さっきのは刺激が強すぎてクラクラしたけど、これならおうちでも楽しく飲めそう……!」
ふふっ、と照れ笑いするエストちゃんの横顔は、夕方の店内に差し込むオレンジの光に照らされて、グラスの中の泡みたいに、きらきらと弾けて見えた。
──
時刻は夕方を過ぎ、外から採光している開けたショッピングモールは、夕焼けの表情を見せていた。
二人は夜の団らんに期待を膨らませながら、帰路につこうとしていた。
エストちゃんは、気づけばすっかりチンザノのことを気に入っていた。
ソーダ割りの試飲は全て飲み干し、自宅で一緒に飲みたいとパートナーさんに強く希望したのだった。
もちろんパートナーさんははじめからそのつもりだったが、エストちゃんのその反応に心が弾みすぎてしまい、1本買うところを2本も買ってしまった。
二人がそれぞれ自分用のチンザノをバッグにしまって帰路に向かう途中、エストちゃんは自分のバッグから瓶を取り出し、笑顔でこちらに振り向いた。

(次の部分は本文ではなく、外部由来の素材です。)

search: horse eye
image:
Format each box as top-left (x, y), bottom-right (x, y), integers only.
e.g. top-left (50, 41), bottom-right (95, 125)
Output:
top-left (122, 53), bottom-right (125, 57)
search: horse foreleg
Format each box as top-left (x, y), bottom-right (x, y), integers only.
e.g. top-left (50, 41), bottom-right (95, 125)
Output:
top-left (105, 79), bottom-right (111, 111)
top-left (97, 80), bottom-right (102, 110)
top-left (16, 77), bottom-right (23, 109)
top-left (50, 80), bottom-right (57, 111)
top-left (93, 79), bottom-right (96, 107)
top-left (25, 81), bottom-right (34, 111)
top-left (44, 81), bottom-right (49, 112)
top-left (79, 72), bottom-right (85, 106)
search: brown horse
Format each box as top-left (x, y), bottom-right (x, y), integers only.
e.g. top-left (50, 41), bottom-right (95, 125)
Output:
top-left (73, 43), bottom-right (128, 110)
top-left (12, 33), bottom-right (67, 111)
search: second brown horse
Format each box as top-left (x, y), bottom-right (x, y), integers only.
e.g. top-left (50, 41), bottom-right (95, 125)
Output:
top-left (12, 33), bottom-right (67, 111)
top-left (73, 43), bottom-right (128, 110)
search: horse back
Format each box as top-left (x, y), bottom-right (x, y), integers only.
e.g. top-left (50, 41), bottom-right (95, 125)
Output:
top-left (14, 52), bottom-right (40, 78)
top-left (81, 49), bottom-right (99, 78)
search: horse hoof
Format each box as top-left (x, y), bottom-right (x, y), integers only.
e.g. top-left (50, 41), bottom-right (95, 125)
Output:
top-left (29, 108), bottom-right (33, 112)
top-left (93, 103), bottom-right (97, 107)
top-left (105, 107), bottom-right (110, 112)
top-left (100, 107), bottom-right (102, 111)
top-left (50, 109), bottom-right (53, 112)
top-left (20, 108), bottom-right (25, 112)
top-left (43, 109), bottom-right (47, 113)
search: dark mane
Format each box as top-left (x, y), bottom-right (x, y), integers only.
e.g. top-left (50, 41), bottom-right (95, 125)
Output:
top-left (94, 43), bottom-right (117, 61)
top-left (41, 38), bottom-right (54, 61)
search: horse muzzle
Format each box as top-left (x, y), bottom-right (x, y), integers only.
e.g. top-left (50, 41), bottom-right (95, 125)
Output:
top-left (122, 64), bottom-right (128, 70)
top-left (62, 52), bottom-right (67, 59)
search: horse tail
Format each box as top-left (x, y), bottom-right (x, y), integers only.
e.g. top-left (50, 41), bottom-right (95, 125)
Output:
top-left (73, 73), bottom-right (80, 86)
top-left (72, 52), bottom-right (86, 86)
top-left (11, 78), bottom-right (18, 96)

「えへへ……うちに帰ったらね、ちょっとだけ氷入れて、炭酸で割って……」
「さっきみたいに、きらきらしたのを、もういっかい味わいたいなって思って……!」
エストちゃんは、瓶のラベルをじっと見つめる。
そしてそっと、バッグにしまった。
「さっきの味、すっごく不思議だったの。ちょっと大人っぽくて、でも甘くて、やさしくて──」
「きっと、“あなた”と一緒だったから、あんなにおいしく感じたんだと思うの」
彼女の声は、ほんの少しだけ揺れていた。
「“このチンザノは、ふたりで飲むためのお酒”って、そんな気がしたの……!」
くすぐったそうに笑いながら、彼女は肩のバッグを抱えるように持ち直し、
いつもよりも少しだけ早い足取りで、前を歩き始めた。
「ねぇ、“あなた”──夜になったら、乾杯しようね?」
ショッピングモールのガラス越しに、オレンジ色の空が広がっていた。
その中を歩く彼女の髪が、風にゆれて、
エメラルドの光を夕陽にきらりと返していた。
──今日は、エストちゃんとパートナーさんの、世界が少し広がった日。
ふたりで見つけた小さな幸せを、夜のグラスに注ぐ時間が、もうすぐ始まろうとしていた。